WHAT IF CHRISTIANITY WAS NEW
by Karl Forehand
What if Jesus had just left the Earth a few decades ago? What if, instead of the Middle East, he appeared in the United States? Consequently, it would be up to us to decide how we were going to move forward. What would we do differently?
I understand it’s hard to think about something like this because we have a lot of history, and we wrote creeds and belief statements, and we have practices that we consider somewhat sacred. But, at least occasionally, I think it’s a good idea to see if the systems and processes of our life need adjustment, reworking or maybe even a total reimagining.
I’m so glad someone rethought the covered wagon and imagined a motorized vehicle. I’m happy we didn’t stop with the telegraph and the outhouse. Contrary to popular belief, Jesus didn’t establish a system. Most of our system was developed in the time of Constantine by the Roman Empire.
I’m not asking you to give up anything right away, but I hope you will question and reimagine everything. I rode in a covered wagon once and I don’t ever want to do it again.
The following is a summary of the first half of our book, Out Into the Desert, which is helpful for doing the assessment.

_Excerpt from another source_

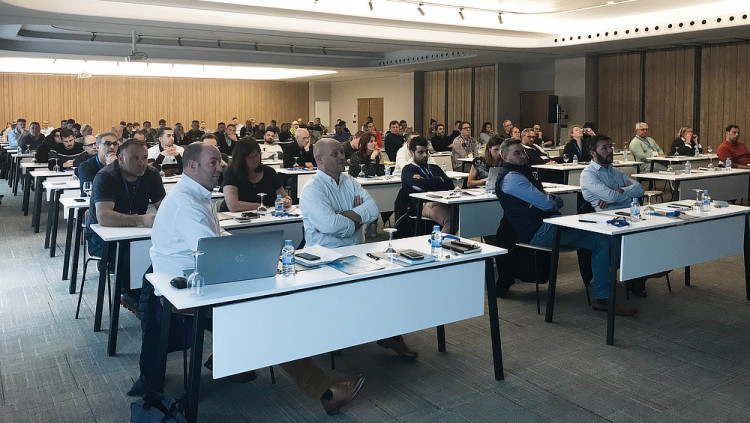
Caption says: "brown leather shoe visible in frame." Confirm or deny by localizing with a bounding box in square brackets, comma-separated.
[320, 374, 365, 416]
[378, 336, 419, 358]
[591, 298, 635, 316]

1. What is the The Main Thing
For most churches, especially evangelical churches, the main thing is considered to be evangelism, making disciples. But what this usually becomes is no different than any other corporation. We are focused on the new convert and generally ignoring the wounded people in our own midst. It’s like searching for new customers when our current customers are not satisfied. We are like social media influencers, always looking for new followers instead of doing something valuable with the ones we have.
2. Are we Addicted to Church?
Anything that alters our mood can become addictive. Church services are designed to invoke our emotions, thus creating a codependency between clergy and congregants. We like what happens when we come to church, but the feeling goes away soon and we long to come back. Pastors are also addicted to this. It’s okay to eat ice cream, but ultimately it won’t sustain us, we just get more, healthy and crave more of it.
3. The Services of the Church
Try this experiment. Sit down and honestly evaluate all the services you receive from the church. Not the theoretical ones, just the actual things that happen when you are there. Then, honestly evaluate if you can get those services, or better versions of those services, somewhere else without paying a tithe or an offering. For example, if you like sermons, you can go to the internet and find the best sermons in the world for free on YouTube. If you like interacting with friends, you can do that anywhere, probably a coffee shop close to your house.
4. What Does it Cost?
The average religious person gives $1,000 a year, so the math is kind of easy. For a 100 member church, the budget is 100,000. 70% of offerings go to salaries and maintaining the building. Most of the energy goes into producing the event called Church or Mass or whatever. In light of the previous subject, and in light of what Jesus and others said in the Bible, is it possible we can do what we need to without the building and even possibly without the clergy. After all, Jesus discouraged meeting in a place and the Bible emphasizes that we are all priests.
5. Can We Do Better
Why are churches not more like treatment centers and homeless shelters? Why are they more like lecture halls and concerts than family gatherings? Shouldn’t we hire a staff of mental health experts before we build the coffee shop and the lighting system? Before we start making excuses for keeping it how it is, we really should imagine how it could be.
6. Would Jesus Go To Church
I think he probably would because people are there, but either we would throw him out or he would go where he could really spend time with people rather than participate in the current system we have. “As you are going” might be easily more important than “coming to church.” As I said before, He seemed to be convinced that coming to a place was not what was important.
7. Consider the Hurt
Laura and I listen to stories every week on our podcast, The Desert Sanctuary, of people that were harmed by organized religion. I don’t think any pastor or church set out to do this, but the organization always takes priority over the individual and it seems almost inevitable that this will happen inside religion. I don’t hear the same stories from people that leave religion to seek a more authentic practice. They often have to face their trauma, but they are more able to do it without the distractions and demands of religion.
There are probably 100 more things to consider, but these will get you started. In business, they taught me to ask WHY if I wanted to find the root cause of a problem. If we keep asking why, eventually we will get to the root and will be able to investigate alternatives.
Keep asking questions, stay on the journey, and don’t be satisfied until you find yourself and until you find peace.